Pension regulator PFRDA is in talks with insurance regulator IRDAI to explore if variable annuities could be introduced.

The need for variable annuities – where the returns vary according to the market-related benchmark – has all the more increased, given that annuity rates have fallen in line with sharp fall in interest rates in system, said Supratim Bandyopadhyay, Chairman, PFRDA, at the Virtual Actuarial Conclave, organised by the Institute of Actuaries of India (IAI).

“Currently annuity rates are going down and down. There is lot of despondency on prevailing annuity rates among the older generation. I believe the kind of annuities we have, it will not give the kind of benefit that we are thinking about for the superannuated generation in the long run. So, definitely, we have to think about it,” said Bandyopadhyay.

Besides variable annuities, the Pension Fund Regulatory and Development Authority (PFRDA) is also contemplating the introduction of other modes of payout such as systematic withdrawal plan to offset the low rates of annuities, he said.

Currently. the regulatory norms require a person on retirement to invest at least 40 per cent of the retirement funds in annuities.

The PFRDA will soon launch a product that gives minimum assured return.

“We propose to have innovative products to attract more and more customers. Their your (actuaries) inputs will be welcome. The first product we will be targeting is minimum assured return,” he said.
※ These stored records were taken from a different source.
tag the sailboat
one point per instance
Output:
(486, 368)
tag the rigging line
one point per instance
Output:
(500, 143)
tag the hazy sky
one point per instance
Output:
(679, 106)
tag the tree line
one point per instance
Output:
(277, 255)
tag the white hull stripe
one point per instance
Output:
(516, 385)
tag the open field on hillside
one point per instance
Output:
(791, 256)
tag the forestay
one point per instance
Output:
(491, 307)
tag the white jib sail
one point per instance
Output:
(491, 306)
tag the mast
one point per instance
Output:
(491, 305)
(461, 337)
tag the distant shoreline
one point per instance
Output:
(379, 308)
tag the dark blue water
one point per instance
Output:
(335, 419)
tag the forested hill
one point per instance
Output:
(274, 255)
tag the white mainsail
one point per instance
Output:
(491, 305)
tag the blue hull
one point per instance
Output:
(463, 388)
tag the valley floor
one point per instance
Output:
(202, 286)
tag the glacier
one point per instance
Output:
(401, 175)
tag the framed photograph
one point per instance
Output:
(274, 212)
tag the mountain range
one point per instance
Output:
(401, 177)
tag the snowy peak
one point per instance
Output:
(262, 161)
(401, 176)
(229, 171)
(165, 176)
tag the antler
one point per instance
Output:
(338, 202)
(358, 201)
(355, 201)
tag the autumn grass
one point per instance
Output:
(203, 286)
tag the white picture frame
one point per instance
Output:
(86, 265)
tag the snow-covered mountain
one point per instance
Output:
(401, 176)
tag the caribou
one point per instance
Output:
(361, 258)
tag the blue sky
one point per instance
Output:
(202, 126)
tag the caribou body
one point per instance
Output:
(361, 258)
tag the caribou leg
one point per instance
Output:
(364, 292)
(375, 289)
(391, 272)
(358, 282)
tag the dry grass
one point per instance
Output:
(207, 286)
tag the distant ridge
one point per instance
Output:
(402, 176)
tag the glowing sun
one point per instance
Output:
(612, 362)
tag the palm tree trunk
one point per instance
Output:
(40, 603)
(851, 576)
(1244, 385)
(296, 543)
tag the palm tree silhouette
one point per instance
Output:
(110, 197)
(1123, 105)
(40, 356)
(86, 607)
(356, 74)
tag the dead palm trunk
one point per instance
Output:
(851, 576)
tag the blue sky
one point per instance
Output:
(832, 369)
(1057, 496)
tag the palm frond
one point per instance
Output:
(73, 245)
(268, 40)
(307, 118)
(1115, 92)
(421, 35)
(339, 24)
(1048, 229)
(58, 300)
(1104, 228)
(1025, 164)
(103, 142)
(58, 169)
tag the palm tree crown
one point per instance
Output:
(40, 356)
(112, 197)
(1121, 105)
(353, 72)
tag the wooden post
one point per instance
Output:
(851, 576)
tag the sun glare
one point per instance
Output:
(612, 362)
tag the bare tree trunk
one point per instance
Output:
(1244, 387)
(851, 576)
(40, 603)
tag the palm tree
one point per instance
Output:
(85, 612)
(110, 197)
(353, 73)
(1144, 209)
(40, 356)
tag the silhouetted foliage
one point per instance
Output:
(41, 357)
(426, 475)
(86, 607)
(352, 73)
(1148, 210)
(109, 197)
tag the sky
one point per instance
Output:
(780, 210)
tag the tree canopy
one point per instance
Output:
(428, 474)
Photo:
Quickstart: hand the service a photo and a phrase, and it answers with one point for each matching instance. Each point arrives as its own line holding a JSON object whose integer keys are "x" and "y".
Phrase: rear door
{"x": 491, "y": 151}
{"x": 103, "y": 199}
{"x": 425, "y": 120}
The moment one gives a guarantee, it impinges on the capital adequacy structure, and that is where some skills are required in the design of the product, said Bandyopadhyay.

Pension projection

Similar to the practice in developed countries, the pension regulator now wants to provide pension projection to an NPS subscriber.

He felt that actuaries can play a critical role in the proposed effort of the pension regulator. Meanwhile, Bandyopadhyay also said that in the next few months PFRDA plans to recruit “would-be actuaries” (those who have cleared a certain number of papers in actuarial professional course) to strengthen the functioning of the regulator.